Purchased in New York City, circa 2004. The first writing workshop I ever took was at a pre-college program at both Barnard, where I went for morning classes, and the Jewish Theological Seminary, where I went in the evenings. The workshop was a Barnard affair; our instructor, with a coiffed halo of blonde hair, leaned on the table towards the ten of us in the course and revealed that writers were the greatest of liars. On a field trip to a Vivian Gornick reading, combined with both her morning and afternoon classes, I met N. During intermission, the two classes introduced themselves; N marveled at my hair, and we both commiserated over the ruddiness of both our cheeks. I admitted that I preferred Rick Moody and Chekov to the other reading assignments we had been given, I liked their prosaic desperation, their instinctual thirst. The need to be touched. She liked the William Maxwell novel, she thought it was poignant. Like a Rockwell painting, she said. A gaggle of my classmates came back to my dormitory afterwards (I can’t remember their names, N has taken center stage in this memory, blurring faces in the periphery, fashioning those lost never-friends into ghosts), and I made excuses for N to stay behind, some sort of roundabout, adolescent reasoning. She was gay, and I told her that I thought I liked girls, too, but I would deny it if she told anyone, so please don’t tell anyone, okay? She laughed, penned a list of counter-cultural hallmarks. Angelina Jolie was sexy as all hell in Foxfire, Rubyfruit Jungle is a book every lesbian should be required to read. I kept the list under my mattress, parallel to my resting heart. I found excuses to walk the Barnard premises, I cited aesthetics, the Italian Renaissance massing and Colonial-influenced architecture, the exacting cascade of ivy in ratio to wall, the potted plants. “I had been given chances and I had squandered them. I had done my best to love,” wrote Rick Moody. After the program ended, I wrote her an e-mail. She did not respond.

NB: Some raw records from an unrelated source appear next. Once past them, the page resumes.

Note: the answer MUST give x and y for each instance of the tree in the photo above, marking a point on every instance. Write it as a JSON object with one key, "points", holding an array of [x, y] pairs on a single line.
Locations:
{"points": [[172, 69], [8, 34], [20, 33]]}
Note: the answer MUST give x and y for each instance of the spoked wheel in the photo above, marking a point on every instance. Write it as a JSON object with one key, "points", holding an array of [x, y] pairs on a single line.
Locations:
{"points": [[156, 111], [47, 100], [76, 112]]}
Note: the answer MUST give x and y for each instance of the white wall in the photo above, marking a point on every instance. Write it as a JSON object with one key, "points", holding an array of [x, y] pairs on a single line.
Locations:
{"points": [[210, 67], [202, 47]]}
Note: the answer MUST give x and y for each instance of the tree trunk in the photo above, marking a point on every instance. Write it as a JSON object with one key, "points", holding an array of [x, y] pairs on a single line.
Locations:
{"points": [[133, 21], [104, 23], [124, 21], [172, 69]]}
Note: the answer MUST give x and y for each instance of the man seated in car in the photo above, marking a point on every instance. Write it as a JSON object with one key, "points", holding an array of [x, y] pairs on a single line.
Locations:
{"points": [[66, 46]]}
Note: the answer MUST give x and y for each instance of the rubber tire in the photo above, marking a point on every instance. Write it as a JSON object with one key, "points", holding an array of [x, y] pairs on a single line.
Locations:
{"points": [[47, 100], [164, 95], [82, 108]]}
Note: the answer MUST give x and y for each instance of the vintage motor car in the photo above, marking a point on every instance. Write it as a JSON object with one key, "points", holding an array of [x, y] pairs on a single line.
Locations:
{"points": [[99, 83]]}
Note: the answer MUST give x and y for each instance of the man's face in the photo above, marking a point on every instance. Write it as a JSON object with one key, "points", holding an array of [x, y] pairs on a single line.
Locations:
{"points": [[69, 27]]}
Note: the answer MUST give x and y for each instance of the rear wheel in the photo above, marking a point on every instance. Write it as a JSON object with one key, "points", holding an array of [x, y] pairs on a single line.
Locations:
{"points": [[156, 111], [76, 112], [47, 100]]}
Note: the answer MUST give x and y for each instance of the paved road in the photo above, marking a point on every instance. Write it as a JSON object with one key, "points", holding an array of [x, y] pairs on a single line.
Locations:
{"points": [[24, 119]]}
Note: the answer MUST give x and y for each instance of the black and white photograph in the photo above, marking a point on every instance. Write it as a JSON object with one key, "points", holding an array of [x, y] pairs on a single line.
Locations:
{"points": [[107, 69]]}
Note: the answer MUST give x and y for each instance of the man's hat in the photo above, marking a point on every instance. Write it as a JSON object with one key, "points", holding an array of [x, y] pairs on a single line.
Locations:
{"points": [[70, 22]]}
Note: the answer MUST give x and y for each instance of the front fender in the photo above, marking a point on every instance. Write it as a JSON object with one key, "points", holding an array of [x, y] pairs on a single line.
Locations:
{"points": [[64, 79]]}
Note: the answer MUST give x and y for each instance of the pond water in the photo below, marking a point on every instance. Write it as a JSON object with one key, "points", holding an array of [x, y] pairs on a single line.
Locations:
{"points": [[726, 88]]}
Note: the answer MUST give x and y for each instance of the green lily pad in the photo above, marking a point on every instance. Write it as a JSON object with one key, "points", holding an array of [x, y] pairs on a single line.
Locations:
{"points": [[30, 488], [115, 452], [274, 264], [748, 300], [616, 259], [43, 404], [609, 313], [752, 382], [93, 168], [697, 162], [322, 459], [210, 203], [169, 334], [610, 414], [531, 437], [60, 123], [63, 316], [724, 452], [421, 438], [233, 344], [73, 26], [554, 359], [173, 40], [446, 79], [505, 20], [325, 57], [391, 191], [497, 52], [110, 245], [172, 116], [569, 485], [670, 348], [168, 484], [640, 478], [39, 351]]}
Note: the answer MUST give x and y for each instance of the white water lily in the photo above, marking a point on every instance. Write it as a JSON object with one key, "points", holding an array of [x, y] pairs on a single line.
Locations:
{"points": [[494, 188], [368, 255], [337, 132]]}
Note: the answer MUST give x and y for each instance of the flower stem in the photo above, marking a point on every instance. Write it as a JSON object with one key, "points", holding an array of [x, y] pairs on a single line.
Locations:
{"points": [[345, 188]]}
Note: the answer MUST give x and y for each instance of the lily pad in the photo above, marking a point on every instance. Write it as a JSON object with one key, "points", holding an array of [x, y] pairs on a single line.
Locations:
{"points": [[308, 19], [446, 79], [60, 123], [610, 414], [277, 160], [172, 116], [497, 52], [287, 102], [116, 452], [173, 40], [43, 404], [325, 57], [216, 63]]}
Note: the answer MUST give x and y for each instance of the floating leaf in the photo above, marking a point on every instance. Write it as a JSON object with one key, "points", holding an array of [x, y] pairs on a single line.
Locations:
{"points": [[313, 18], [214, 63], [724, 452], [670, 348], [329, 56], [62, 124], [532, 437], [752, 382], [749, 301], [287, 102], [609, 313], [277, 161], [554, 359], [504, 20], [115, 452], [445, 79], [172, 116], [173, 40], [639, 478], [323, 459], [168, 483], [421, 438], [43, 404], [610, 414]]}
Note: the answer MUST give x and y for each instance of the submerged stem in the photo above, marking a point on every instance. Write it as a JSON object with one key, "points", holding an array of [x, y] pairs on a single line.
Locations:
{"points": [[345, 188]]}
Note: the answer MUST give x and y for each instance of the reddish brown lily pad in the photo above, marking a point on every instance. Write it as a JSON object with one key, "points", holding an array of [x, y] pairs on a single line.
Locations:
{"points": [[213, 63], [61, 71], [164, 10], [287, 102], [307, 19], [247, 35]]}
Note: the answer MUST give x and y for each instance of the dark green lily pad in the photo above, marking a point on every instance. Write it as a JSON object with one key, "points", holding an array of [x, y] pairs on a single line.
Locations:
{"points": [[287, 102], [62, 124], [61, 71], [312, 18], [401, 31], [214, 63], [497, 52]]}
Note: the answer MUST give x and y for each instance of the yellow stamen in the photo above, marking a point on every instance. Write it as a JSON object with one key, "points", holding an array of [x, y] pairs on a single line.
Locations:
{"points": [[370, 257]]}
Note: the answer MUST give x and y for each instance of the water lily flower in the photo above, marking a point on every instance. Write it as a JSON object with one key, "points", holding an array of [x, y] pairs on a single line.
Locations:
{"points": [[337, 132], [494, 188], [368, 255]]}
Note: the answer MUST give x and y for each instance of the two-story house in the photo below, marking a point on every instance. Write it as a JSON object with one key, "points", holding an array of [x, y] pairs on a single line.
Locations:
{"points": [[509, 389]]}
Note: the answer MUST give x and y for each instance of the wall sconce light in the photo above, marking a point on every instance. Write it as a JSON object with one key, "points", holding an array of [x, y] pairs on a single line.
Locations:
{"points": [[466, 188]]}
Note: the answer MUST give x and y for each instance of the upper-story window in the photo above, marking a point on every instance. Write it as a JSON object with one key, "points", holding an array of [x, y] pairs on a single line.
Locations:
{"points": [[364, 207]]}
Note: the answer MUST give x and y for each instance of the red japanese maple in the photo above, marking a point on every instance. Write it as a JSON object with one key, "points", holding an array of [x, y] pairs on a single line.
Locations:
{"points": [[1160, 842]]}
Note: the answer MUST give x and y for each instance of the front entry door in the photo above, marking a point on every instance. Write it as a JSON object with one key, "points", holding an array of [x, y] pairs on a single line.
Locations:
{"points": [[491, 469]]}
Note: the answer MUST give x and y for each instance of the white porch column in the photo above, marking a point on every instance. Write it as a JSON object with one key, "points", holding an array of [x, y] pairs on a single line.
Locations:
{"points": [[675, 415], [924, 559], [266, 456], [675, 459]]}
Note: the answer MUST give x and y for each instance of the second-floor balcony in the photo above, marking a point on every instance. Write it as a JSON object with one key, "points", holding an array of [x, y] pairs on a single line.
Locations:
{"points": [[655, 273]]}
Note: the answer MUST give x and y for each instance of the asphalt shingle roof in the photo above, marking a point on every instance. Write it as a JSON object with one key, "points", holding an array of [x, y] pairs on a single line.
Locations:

Orgel, Doris. The Devil in Vienna. New York: Penguin Group, 1988. Print.
Given by my mother, time indeterminate. I was always told that anyone with the last name “Orgel,” my great-grandmother’s surname, was related to me by blood, and that The Devil in Vienna, most likely based on true events, was a representative chronicle of my family’s experience during the Holocaust. When I began to embark on the writing of my own novel — some of which concerns a Viennese family during World War II — I remembered the book, and became curious as to the whereabouts of the author. Another writer in the family, I thought. I found an address listing on the Upper East Side, complete with telephone number. One afternoon, alone with two or three empty beer cans, I dialed the number. After four or five rings, a punctuated click announced a receipt at the other end of the line, followed by a warbling, worn voice. Hello?, it said, unaccented, I’m late for my walk. I fumbled, my tongue thick and anxious. I gave her my name, my age, my occupation, I’m related to you, I had read her book during my formative years, it impacted me greatly, on par with Lois Lowry; I’m a writer too, I’m related to an Orgel directly, I’m related to all Orgels, apparently, which means I’m related to you, I have family in New York, after all, I guess, I thought I didn’t have any. I’d like to meet and discuss the book and its origins, if you don’t mind, it would be great to meet some family. Orgel wasn’t her given name, she said, it’s my husband’s, he’s the one you’re related to, dear. He’s out right now, she said, but he would be available tomorrow. In my mind, she looked like Cynthia Ozick, hair a translucent white, cut in fringes and chunks. Veins roped around her fingers like tinsel wire. Her glasses weighted her face. Yes, I said, tomorrow I’ll call. I never did. To this day, I assume she’s alive and well.
Silverstein, Shel. The Giving Tree. N.p.: Harper Collins, 1964. Print.
Voices reading in unison. My mother and grandmother’s hands, for the last time. Since then, I have never felt as warm.